Her hand is up. She is making a point or disagreeing with something or saying the wrong yes at the wrong moment across the table. Her face is doing too much. She looks like someone about to say something she hasn’t fully decided on yet, and isn’t concerned about this.
She doesn’t recognise that face in the mirror anymore.
There was a time when she answered the phone while she was still laughing.

Whatever she had been doing before the call, she brought it with her. The conversation started in the middle of something. She didn’t compose herself first.
She used to call people just because she thought of them. Not to catch up. Not with a reason prepared. Just because someone crossed her mind and the distance between thinking of someone and reaching for them was very short then.
She would hang up having said almost nothing useful.
And not notice.
She used to disagree out loud before she knew whether it was worth it.
Not rudely. Not looking for a fight.
The thought arrived and the thought left her mouth and the gap between those two things was not yet managed.
She said things that turned out to be wrong. She changed her mind in the middle of sentences. She started stories she didn’t know the endings to yet.

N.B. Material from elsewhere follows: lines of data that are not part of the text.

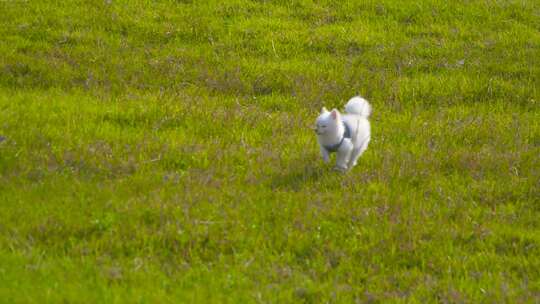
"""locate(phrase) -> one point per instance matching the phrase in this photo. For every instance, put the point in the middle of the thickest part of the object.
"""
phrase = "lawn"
(161, 152)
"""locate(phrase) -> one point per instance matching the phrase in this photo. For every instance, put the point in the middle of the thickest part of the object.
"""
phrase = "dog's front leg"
(344, 154)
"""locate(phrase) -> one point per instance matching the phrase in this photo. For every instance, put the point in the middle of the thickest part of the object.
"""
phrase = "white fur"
(330, 130)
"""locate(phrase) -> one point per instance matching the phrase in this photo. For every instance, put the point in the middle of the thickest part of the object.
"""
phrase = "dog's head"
(328, 122)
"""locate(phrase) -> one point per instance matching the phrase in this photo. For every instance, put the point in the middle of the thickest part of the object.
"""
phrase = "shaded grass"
(161, 152)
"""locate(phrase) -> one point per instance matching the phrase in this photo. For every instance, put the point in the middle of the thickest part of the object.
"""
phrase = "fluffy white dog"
(346, 134)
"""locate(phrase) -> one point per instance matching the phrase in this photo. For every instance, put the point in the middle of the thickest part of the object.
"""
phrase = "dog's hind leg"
(357, 152)
(344, 155)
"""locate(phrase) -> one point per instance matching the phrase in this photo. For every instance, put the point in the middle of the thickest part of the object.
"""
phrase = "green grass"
(160, 151)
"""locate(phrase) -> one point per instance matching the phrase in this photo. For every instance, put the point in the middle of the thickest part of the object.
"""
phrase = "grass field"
(161, 151)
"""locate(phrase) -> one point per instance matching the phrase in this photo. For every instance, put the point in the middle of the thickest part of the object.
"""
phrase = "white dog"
(346, 134)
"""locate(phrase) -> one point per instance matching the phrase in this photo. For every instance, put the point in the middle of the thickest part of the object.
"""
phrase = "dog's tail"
(359, 106)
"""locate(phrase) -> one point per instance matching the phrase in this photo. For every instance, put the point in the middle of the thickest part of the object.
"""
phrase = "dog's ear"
(334, 114)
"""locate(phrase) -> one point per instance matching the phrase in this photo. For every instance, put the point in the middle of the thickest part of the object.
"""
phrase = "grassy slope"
(161, 151)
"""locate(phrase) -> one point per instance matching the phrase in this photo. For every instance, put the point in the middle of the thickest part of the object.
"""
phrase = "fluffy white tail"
(359, 106)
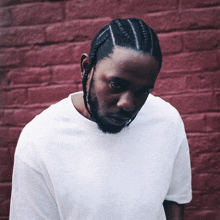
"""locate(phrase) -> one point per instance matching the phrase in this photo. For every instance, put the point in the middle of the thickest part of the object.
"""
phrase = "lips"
(119, 120)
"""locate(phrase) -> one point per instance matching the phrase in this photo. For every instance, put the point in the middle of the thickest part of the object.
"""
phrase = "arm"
(173, 210)
(31, 198)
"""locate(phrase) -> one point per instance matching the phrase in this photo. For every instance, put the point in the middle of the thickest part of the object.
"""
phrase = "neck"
(78, 103)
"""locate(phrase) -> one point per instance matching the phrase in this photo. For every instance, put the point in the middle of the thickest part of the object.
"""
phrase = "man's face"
(119, 87)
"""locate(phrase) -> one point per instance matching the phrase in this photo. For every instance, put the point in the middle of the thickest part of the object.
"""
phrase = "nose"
(126, 101)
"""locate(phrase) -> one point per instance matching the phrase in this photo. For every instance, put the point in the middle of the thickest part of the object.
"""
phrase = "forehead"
(129, 65)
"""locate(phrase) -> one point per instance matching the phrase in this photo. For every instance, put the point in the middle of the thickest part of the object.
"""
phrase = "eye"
(116, 85)
(144, 93)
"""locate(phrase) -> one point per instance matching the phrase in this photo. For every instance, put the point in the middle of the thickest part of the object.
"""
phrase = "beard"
(99, 118)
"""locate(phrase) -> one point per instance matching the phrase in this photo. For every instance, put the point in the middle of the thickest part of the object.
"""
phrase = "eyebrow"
(127, 83)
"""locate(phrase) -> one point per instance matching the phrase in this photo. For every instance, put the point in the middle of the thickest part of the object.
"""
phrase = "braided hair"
(130, 33)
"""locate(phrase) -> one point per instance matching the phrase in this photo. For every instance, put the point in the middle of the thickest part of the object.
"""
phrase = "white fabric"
(67, 169)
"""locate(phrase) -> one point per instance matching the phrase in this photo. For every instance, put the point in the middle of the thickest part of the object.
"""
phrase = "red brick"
(6, 172)
(13, 134)
(187, 19)
(206, 163)
(190, 61)
(79, 30)
(193, 103)
(206, 182)
(17, 36)
(9, 2)
(163, 21)
(69, 73)
(195, 123)
(15, 97)
(203, 143)
(90, 9)
(10, 57)
(20, 117)
(170, 43)
(50, 55)
(213, 122)
(171, 85)
(199, 18)
(37, 13)
(5, 17)
(199, 3)
(29, 76)
(203, 215)
(218, 100)
(4, 156)
(141, 7)
(200, 40)
(210, 201)
(49, 94)
(1, 116)
(205, 81)
(5, 194)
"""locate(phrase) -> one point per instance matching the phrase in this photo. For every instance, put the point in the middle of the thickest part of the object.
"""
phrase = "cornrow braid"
(92, 63)
(132, 33)
(119, 25)
(144, 32)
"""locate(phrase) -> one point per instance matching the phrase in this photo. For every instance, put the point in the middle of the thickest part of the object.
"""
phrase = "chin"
(111, 129)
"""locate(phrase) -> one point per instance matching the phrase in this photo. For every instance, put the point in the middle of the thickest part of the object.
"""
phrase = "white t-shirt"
(67, 169)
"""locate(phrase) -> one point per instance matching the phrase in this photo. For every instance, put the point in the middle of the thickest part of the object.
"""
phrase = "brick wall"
(41, 43)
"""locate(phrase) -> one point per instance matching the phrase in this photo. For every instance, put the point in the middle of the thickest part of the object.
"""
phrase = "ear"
(84, 62)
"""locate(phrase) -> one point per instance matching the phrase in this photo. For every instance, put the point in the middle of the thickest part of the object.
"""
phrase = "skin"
(120, 84)
(118, 87)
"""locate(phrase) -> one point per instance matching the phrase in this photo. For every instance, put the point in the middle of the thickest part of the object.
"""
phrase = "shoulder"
(44, 126)
(156, 107)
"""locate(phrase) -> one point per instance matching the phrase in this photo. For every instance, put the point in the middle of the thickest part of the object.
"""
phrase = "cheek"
(105, 97)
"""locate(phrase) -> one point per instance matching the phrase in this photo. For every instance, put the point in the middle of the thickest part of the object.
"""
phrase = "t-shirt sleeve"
(180, 187)
(31, 197)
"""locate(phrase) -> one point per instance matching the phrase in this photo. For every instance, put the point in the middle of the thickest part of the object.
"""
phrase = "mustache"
(122, 113)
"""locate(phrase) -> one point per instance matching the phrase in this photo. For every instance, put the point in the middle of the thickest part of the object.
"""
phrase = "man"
(87, 158)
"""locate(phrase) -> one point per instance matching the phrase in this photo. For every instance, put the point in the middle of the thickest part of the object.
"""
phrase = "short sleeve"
(31, 196)
(180, 190)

Ngozi used to say she was too much. Not as a verdict, the way you call someone too funny. A fact about volume. You are just so much. She had not found this uncomfortable then.
She didn’t know warmth could disappear.
She made jokes that didn’t land sometimes.
And didn’t track it afterward. Didn’t replay the moment later. Didn’t file the information away for next time.
The joke didn’t land and the evening continued and she was already somewhere else by the time the silence passed.
She was not performing lightness then.
She just had it.
She was comfortable being misunderstood.
Not permanently. Not without caring.
But in the moment, when someone took her wrong or missed the point, she could let it sit. She didn’t always reach in immediately to correct it. Sometimes she waited to see if the conversation found its own way back.
Sometimes it didn’t. And she moved on anyway.
She had not yet learned how much smoother things became when you explained yourself early.

At Bisi’s wedding she spent an hour talking to the caterer’s assistant, who had mentioned she was thinking about leaving the catering business. She found it genuinely more interesting than the table she was supposed to be at.
Bisi laughed about it afterward. It was a story people told for years.
She would not do this now.
She used to want things out loud.
Not quietly. Not after checking whether the wanting was reasonable. Just, she wanted something, and she said so.
And if it didn’t happen, she was disappointed in a way that was also visible. She didn’t arrive at wanting something with an exit already prepared.

She wanted it. It showed.
She didn’t know yet that wanting things openly was a kind of exposure.
The photo is still on Amaka’s wall. She sees it every time she visits.
Amaka has never taken it down. She has never asked her to.
When she looks at it she is not sure what she feels. It is not regret exactly. She said things that landed wrong sometimes. People sometimes looked relieved when she finally got distracted by something else.
And she knows it wasn’t all loss.
But the face.
The face in that photo is doing something she hasn’t seen her own face do in years.
It doesn’t know yet that it’s going to be read.